3 - Em caso de situação de risco clínico que imponha o internamento hospitalar, o período de licença anterior ao parto pode ser acrescido de um período até 30 dias, sem prejuízo do direito aos 90 dias de licença a seguir ao parto.

4 - (Anterior n.º 3.)

5 - (Anterior n.º 4.)

6 - (Anterior n.º 5.)

Artigo 14.º — Licença especial

1 - ...

2 - No caso de nascimento de um terceiro filho ou mais, a licença prevista no número anterior pode ser prorrogável até três anos.

3 - O exercício dos direitos referidos nos números anteriores depende de pré-aviso dirigido à entidade patronal com antecedência de 30 dias do período de faltas, não podendo o período referido no número anterior ser interrompido.
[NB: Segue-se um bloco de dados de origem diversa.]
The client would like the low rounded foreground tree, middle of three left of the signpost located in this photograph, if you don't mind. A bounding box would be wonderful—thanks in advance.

Artigo 18.º — Regimes das licenças, faltas e dispensas

1 - ...

2 - ...

3 - ...

4 - O período de licença especial, concedida nos termos do artigo 14.º da presente lei, conta para efeitos de cálculo da pensão de reforma por invalidez ou velhice.»

Artigo 2.º

É aditado à Lei n.º 4/84, de 5 de Abril, alterada pela Lei n.º 17/95, de 9 de Junho, um artigo 15.º-A, com a seguinte redacção:

«Artigo 15.º-A

Reinserção profissional

A fim de garantir uma plena reinserção profissional do trabalhador, após o decurso da licença prevista no artigo 14.º, a entidade empregadora deverá facultar a sua participação em acções de formação e reciclagem profissional.»

Artigo 3.º — Norma transitória

Os direitos consignados no artigo 9.º do presente diploma entram em vigor, de forma faseada, nos seguintes termos:

1) Entre o dia 1 de Janeiro e 31 de Dezembro de 1999, a licença de maternidade será de 110 dias;

2) A partir de 1 de Janeiro de 2000, vigorarão 120 dias consecutivos.

Artigo 4.º — Entrada em vigor

Sem prejuízo do disposto no número anterior, a presente lei entra em vigor no 30.º dia posterior ao da sua publicação.

Aprovada em 19 de Março de 1998.

O Presidente da Assembleia da República, António de Almeida Santos.

Promulgada em 9 de Abril de 1998.

Publique-se.

O Presidente da República, JORGE SAMPAIO.

Referendada em 16 de Abril de 1998.

O Primeiro-Ministro, António Manuel de Oliveira Guterres.